We are raised not to talk about money. I remember during sorority recruitment, money was one of the five B's (Boys, Bucks, Booze, Bible, and Brands (maybe?)) of topics to avoid during the recruitment process. In my current stage of life, I have friends at all levels of the income spectrum. I have friends who work for the banks in Charlotte and make more than $200,000 a year and I have friends working hourly retail positions where they aren't even thinking about their yearly income.

What I have seen through conversations and experiences, is that we put a negative connotation to admitting that you can't afford something. There is a level of shame associated with the expression when really, there shouldn't be. So you have committed to the honorable of profession of teaching and make roughly $33,000 a year and can't afford to split a dinner of $100 bottles of wine, appetizers, multiple entrees, and desserts with friends, while you ordered a $10 cheese pizza and over indulged on the complimentary bread and water.
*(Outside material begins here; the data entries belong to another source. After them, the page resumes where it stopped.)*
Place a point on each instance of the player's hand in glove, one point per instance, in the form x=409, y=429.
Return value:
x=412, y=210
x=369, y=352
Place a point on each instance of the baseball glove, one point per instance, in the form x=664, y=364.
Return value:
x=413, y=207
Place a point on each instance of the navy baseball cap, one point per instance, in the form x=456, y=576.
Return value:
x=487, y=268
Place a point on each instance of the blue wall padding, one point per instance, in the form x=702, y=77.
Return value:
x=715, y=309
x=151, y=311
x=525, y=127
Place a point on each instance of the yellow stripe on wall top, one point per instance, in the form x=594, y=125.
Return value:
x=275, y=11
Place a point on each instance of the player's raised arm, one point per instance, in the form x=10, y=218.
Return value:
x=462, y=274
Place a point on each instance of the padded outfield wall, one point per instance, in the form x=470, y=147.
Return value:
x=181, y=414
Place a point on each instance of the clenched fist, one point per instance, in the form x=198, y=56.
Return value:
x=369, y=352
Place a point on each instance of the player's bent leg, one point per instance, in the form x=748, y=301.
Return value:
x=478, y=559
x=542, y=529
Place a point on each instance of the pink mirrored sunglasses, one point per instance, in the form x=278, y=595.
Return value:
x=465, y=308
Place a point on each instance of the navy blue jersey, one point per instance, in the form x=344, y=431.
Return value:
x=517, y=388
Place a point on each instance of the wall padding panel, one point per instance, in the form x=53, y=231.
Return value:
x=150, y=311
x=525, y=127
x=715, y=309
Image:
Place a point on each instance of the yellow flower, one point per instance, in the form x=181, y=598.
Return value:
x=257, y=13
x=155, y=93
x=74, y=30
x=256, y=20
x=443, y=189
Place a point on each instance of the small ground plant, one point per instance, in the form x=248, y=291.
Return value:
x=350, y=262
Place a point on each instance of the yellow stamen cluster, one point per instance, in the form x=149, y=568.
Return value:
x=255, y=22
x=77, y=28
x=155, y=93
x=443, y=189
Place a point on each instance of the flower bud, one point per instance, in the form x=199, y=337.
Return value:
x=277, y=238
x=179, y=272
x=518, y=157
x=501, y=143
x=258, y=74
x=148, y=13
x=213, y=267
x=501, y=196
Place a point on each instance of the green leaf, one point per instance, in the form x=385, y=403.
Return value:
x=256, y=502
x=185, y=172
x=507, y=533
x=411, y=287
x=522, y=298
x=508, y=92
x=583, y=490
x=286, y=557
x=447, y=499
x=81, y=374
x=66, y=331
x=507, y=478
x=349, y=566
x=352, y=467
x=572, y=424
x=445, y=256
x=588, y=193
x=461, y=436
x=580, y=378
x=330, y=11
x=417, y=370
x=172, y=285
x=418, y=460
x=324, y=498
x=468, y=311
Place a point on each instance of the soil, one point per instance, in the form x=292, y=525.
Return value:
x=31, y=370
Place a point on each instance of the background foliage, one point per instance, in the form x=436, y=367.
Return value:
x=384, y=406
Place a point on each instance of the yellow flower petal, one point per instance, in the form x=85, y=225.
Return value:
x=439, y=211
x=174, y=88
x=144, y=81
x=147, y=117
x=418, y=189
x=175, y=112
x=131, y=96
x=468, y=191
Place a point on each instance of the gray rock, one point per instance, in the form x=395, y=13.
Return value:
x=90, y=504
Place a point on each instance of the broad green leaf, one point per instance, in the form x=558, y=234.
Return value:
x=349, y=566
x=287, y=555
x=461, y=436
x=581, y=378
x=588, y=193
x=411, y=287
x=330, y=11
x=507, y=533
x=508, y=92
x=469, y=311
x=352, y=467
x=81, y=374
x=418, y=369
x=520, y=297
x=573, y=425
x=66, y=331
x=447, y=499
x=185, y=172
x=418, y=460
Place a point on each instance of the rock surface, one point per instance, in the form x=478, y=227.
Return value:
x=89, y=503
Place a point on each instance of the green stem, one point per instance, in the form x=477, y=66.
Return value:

It would be lovely to attend your best friends engagement party in New York, bridal shower in Nashville, bachelorette weekend in Turks and Caicos, and wedding ceremony in Napa in addition to purchasing a new dress, shoes, jewelry, spray tans, manicures, make up, and hair styling for the day, but weddings are expensive.

I realize this was an obnoxious example, but I see it. Friends who are willing to put themselves into a bit of a financial pickle or take away from their own savings to go on that trip to California they have been wanting to take in order to pay to attend or be in a wedding all because they are too embarrassed to say 'I can't afford it." Friends who will skip out on that mani/pedi they have been wanting to treat themselves too because the night before, they had to split a bill evenly at dinner and ended up paying for way more than what they consumed.

It's something I am trying to teach myself to be OK with. Would I love to book a day at the spa with you, yes. But in reality, I am still trying to pay off my credit card from my trip to Africa so right now "I can't afford it." Renting a house down in Charleston for a summer weekend sounds lovely, but since Henry decided to get live disease, multiple ear infections, and a have a tooth removed this past fall, "I can't afford it." I love taking my fitness classes, but since I didn't make too many placements last month, "I can't afford it."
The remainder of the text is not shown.